Vector database storage media need to handle large-scale vector data and index structures, requiring support for high throughput and low latency to meet similarity search demands in high-concurrency scenarios. Currently, the storage medium for vector databases is shifting from "memory-assisted retrieval" towards an "all-SSD storage architecture." According to the paper "All-in-storage ANNS Algorithms Optimize VectorDB Usability within a RAG System," taking KIOXIA AiSAQ as an example, vectors, PQ quantization results, and indexes are uniformly stored on SSDs. For a 10-billion-vector scale, the required SSD capacity is 11.2TB, with PQ Vectors occupying 1.28TB and indexes occupying 10TB. When using TLC/QLC SSDs, AiSAQ offers a 4-7 times cost advantage compared to the DiskANN medium. Furthermore, all AiSAQ tenants are in an active state and can begin queries immediately, eliminating the "cold start" delay associated with loading data from SSD to DRAM before querying, thereby enhancing the RAG system's scalability and economic feasibility.
Volcano Engine's TOS Vectors introduces a new paradigm for vector storage, increasing demands on SSDs.
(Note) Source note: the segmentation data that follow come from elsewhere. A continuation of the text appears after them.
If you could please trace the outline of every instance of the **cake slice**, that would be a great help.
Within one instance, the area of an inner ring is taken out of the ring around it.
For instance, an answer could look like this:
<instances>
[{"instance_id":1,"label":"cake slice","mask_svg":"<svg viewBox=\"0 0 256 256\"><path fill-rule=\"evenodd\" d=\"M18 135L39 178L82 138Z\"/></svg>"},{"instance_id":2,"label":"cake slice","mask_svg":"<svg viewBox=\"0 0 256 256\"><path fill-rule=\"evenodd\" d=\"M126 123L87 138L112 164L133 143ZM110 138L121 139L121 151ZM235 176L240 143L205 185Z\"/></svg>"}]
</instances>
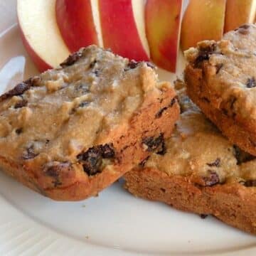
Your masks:
<instances>
[{"instance_id":1,"label":"cake slice","mask_svg":"<svg viewBox=\"0 0 256 256\"><path fill-rule=\"evenodd\" d=\"M95 46L0 100L0 166L61 201L96 196L161 150L179 115L151 64Z\"/></svg>"},{"instance_id":2,"label":"cake slice","mask_svg":"<svg viewBox=\"0 0 256 256\"><path fill-rule=\"evenodd\" d=\"M229 140L256 156L256 25L185 52L188 94Z\"/></svg>"},{"instance_id":3,"label":"cake slice","mask_svg":"<svg viewBox=\"0 0 256 256\"><path fill-rule=\"evenodd\" d=\"M127 173L125 188L256 234L256 159L223 137L178 85L181 118L164 152Z\"/></svg>"}]
</instances>

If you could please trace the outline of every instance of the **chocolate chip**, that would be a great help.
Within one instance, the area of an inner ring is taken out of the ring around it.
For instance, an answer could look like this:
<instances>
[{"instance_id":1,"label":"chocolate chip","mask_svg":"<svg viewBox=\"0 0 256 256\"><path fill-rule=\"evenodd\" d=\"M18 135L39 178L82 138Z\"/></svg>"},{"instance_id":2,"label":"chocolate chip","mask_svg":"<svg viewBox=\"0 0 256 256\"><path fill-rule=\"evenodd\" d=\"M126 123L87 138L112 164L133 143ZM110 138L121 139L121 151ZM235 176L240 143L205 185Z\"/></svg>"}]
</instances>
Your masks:
<instances>
[{"instance_id":1,"label":"chocolate chip","mask_svg":"<svg viewBox=\"0 0 256 256\"><path fill-rule=\"evenodd\" d=\"M73 54L70 55L66 60L65 60L60 65L62 68L68 67L70 65L73 65L81 57L82 57L81 52L77 52Z\"/></svg>"},{"instance_id":2,"label":"chocolate chip","mask_svg":"<svg viewBox=\"0 0 256 256\"><path fill-rule=\"evenodd\" d=\"M100 150L104 159L112 159L114 156L114 149L112 144L101 145Z\"/></svg>"},{"instance_id":3,"label":"chocolate chip","mask_svg":"<svg viewBox=\"0 0 256 256\"><path fill-rule=\"evenodd\" d=\"M203 97L201 100L203 100L204 102L207 102L207 103L210 102L210 100L208 98L207 98L206 97Z\"/></svg>"},{"instance_id":4,"label":"chocolate chip","mask_svg":"<svg viewBox=\"0 0 256 256\"><path fill-rule=\"evenodd\" d=\"M142 160L139 164L139 166L144 167L146 163L146 161L149 160L150 156L146 156L144 160Z\"/></svg>"},{"instance_id":5,"label":"chocolate chip","mask_svg":"<svg viewBox=\"0 0 256 256\"><path fill-rule=\"evenodd\" d=\"M214 43L208 46L200 46L199 50L202 53L213 53L216 50L217 43Z\"/></svg>"},{"instance_id":6,"label":"chocolate chip","mask_svg":"<svg viewBox=\"0 0 256 256\"><path fill-rule=\"evenodd\" d=\"M86 152L80 154L77 157L82 164L84 171L89 175L101 172L103 159L113 159L115 153L112 144L99 145L90 148Z\"/></svg>"},{"instance_id":7,"label":"chocolate chip","mask_svg":"<svg viewBox=\"0 0 256 256\"><path fill-rule=\"evenodd\" d=\"M22 128L18 128L15 130L15 132L19 135L21 132L23 132L23 129Z\"/></svg>"},{"instance_id":8,"label":"chocolate chip","mask_svg":"<svg viewBox=\"0 0 256 256\"><path fill-rule=\"evenodd\" d=\"M97 63L97 60L94 60L89 65L90 68L92 68L95 67L95 64Z\"/></svg>"},{"instance_id":9,"label":"chocolate chip","mask_svg":"<svg viewBox=\"0 0 256 256\"><path fill-rule=\"evenodd\" d=\"M22 156L24 160L33 159L39 154L36 154L33 151L33 145L31 145L26 149L26 152Z\"/></svg>"},{"instance_id":10,"label":"chocolate chip","mask_svg":"<svg viewBox=\"0 0 256 256\"><path fill-rule=\"evenodd\" d=\"M237 159L237 164L240 165L242 163L245 163L248 161L251 161L255 159L255 156L250 154L240 149L238 146L234 145L234 155L235 159Z\"/></svg>"},{"instance_id":11,"label":"chocolate chip","mask_svg":"<svg viewBox=\"0 0 256 256\"><path fill-rule=\"evenodd\" d=\"M79 105L79 107L84 107L87 106L90 104L90 102L85 101Z\"/></svg>"},{"instance_id":12,"label":"chocolate chip","mask_svg":"<svg viewBox=\"0 0 256 256\"><path fill-rule=\"evenodd\" d=\"M164 107L163 108L161 108L156 114L155 114L155 117L156 118L160 118L162 116L163 112L168 110L168 107Z\"/></svg>"},{"instance_id":13,"label":"chocolate chip","mask_svg":"<svg viewBox=\"0 0 256 256\"><path fill-rule=\"evenodd\" d=\"M256 180L246 181L243 185L246 187L256 186Z\"/></svg>"},{"instance_id":14,"label":"chocolate chip","mask_svg":"<svg viewBox=\"0 0 256 256\"><path fill-rule=\"evenodd\" d=\"M215 65L215 68L216 68L216 75L220 72L220 69L223 67L224 64L223 63L219 63Z\"/></svg>"},{"instance_id":15,"label":"chocolate chip","mask_svg":"<svg viewBox=\"0 0 256 256\"><path fill-rule=\"evenodd\" d=\"M220 167L220 159L218 158L214 161L213 163L206 163L208 166L215 166L215 167Z\"/></svg>"},{"instance_id":16,"label":"chocolate chip","mask_svg":"<svg viewBox=\"0 0 256 256\"><path fill-rule=\"evenodd\" d=\"M133 69L137 67L137 65L139 65L139 62L134 60L132 60L129 62L129 63L127 64L127 67Z\"/></svg>"},{"instance_id":17,"label":"chocolate chip","mask_svg":"<svg viewBox=\"0 0 256 256\"><path fill-rule=\"evenodd\" d=\"M161 133L160 135L154 138L154 137L149 137L144 138L142 139L142 144L145 144L147 147L146 151L151 152L157 149L159 146L163 145L164 143L164 134Z\"/></svg>"},{"instance_id":18,"label":"chocolate chip","mask_svg":"<svg viewBox=\"0 0 256 256\"><path fill-rule=\"evenodd\" d=\"M256 86L256 81L255 78L248 78L246 82L246 87L247 88L252 88Z\"/></svg>"},{"instance_id":19,"label":"chocolate chip","mask_svg":"<svg viewBox=\"0 0 256 256\"><path fill-rule=\"evenodd\" d=\"M235 29L235 31L238 31L238 33L241 33L242 35L247 35L249 34L249 28L250 26L247 24L244 24L240 26L238 28Z\"/></svg>"},{"instance_id":20,"label":"chocolate chip","mask_svg":"<svg viewBox=\"0 0 256 256\"><path fill-rule=\"evenodd\" d=\"M23 107L26 107L27 104L28 104L27 100L21 100L14 105L14 108L18 109L18 108Z\"/></svg>"},{"instance_id":21,"label":"chocolate chip","mask_svg":"<svg viewBox=\"0 0 256 256\"><path fill-rule=\"evenodd\" d=\"M206 177L203 177L205 186L212 186L220 183L220 178L215 171L209 170L209 175Z\"/></svg>"}]
</instances>

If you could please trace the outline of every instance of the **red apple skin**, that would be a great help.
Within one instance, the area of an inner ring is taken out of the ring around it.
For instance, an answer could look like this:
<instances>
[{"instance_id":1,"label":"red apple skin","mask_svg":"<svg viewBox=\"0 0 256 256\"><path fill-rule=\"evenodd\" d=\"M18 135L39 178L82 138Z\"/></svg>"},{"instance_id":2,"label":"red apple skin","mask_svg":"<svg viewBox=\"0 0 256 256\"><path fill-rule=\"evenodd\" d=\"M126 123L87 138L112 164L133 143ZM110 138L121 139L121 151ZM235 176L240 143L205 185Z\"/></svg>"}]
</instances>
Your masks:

According to the Volcano Engine Developer Community's official account, TOS launched Vector Bucket, an architecture that utilizes ByteDance's self-developed Cloud-Native vector index library Kiwi and a multi-level local cache coordination architecture (covering DRAM, SSD, and remote object storage). In scenarios involving large-scale, long-term storage and low-frequency queries, this architecture not only meets the tiering needs for high/low-frequency data but also significantly lowers the barrier for enterprises to use vector data at scale. TOS Vector deeply integrates with Volcano Engine's high-performance vector database, Volcano AI agent, and other products. In interactive Agent scenarios, frequently accessed memories (such as core user preferences, recent task execution results) are stored in the vector database for millisecond-level high-frequency retrieval; infrequently accessed memories (such as interaction records from six months ago or historical execution results) are stored in TOS Vector, allowing for second-level latency in exchange for lower storage costs and a broader memory space. For Agent scenarios handling complex tasks, TOS Vectors can both host massive semantic vector storage and ensure the sustainable accumulation of long-term data.
Risks include the AI industry's development and demand falling short of expectations; AI server shipments falling short of expectations; and slower-than-expected progress in technology and products from domestic manufacturers.